With its diverse ensemble led by the appealing John Cho, Bebop epitomized representation sweats. Because of its high profile as an adaptation of a classic on a major streamer, its performance on Netflix’s platform can and will determine if more projects like it are made. It’s all the more maddening that Netflix refuses to disclose anything about its viewing numbers, so decisions to renew or cancel shows is purely open to speculation.
As of now, Cowboy Bebop’s worth to Netflix is clear. Netflix is still interested in anime (it’s got a live adaptation of One Piece in development), and it doesn’t seem like anyone’s career has ended overnight. Certainly not John Cho’s, as he has more work in varying stages of production. Folks can sweat a little less about that. But for all this tireless discourse, from the futility of American anime adaptations to the “rep sweats” its cast presented, what was the point of all this if Netflix wasn’t committed to it?
In my review, I wrote that Cowboy Bebop was a dud that didn’t capture the same spirit as its more compelling source material. But I still rooted for it. I want the people behind it to have the space and resources to try again. Cowboy Bebop had an enviably charismatic ensemble who only needed better material to work with. That the second season promised to venture into new territory the anime didn’t seemed promising. The show could stand on its own rather than dwell in the shadows of something better.
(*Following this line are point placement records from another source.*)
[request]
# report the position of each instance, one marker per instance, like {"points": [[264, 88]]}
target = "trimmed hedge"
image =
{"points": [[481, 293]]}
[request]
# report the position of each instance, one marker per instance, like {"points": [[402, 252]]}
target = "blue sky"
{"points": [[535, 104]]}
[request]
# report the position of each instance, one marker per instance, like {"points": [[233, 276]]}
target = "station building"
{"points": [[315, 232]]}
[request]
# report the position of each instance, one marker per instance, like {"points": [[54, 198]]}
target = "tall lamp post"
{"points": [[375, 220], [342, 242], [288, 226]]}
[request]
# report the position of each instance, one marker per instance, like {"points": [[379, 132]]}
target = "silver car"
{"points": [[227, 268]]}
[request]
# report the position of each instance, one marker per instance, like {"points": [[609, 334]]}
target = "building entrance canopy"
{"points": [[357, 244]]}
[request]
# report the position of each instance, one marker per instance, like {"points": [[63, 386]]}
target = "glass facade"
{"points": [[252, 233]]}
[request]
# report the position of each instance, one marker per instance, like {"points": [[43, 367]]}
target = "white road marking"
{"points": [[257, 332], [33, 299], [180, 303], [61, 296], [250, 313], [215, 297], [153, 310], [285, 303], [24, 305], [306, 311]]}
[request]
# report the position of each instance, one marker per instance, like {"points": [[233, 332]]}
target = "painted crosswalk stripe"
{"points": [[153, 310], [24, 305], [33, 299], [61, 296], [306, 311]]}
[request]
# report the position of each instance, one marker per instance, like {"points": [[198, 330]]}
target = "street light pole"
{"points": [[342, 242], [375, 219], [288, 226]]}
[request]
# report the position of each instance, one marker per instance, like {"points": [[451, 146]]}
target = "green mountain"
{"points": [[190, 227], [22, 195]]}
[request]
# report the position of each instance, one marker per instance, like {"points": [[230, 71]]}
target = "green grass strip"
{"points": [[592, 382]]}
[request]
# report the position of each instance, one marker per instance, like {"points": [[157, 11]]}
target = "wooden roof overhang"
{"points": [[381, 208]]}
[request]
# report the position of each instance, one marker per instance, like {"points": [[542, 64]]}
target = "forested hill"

If there’s one drawback to the streaming age, it’s impatience. Streamers want new shows to come out with late-era Game of Thrones buzz, which fails to recognize that it took years for Game of Thrones to achieve a high profile. This isn’t to say Cowboy Bebop deserved eight seasons, but it’s not unheard of for television shows to reiterate and retool over time. Netflix didn’t get Cowboy Bebop right on their first take, but imagine if they had the time, space, and money to try for a second. But with the baggage of anime adaptations and the costly risk to diverse representation in the marketplace, is it even worth continuing to try in the first place?
Cowboy Bebop is streaming now on Netflix.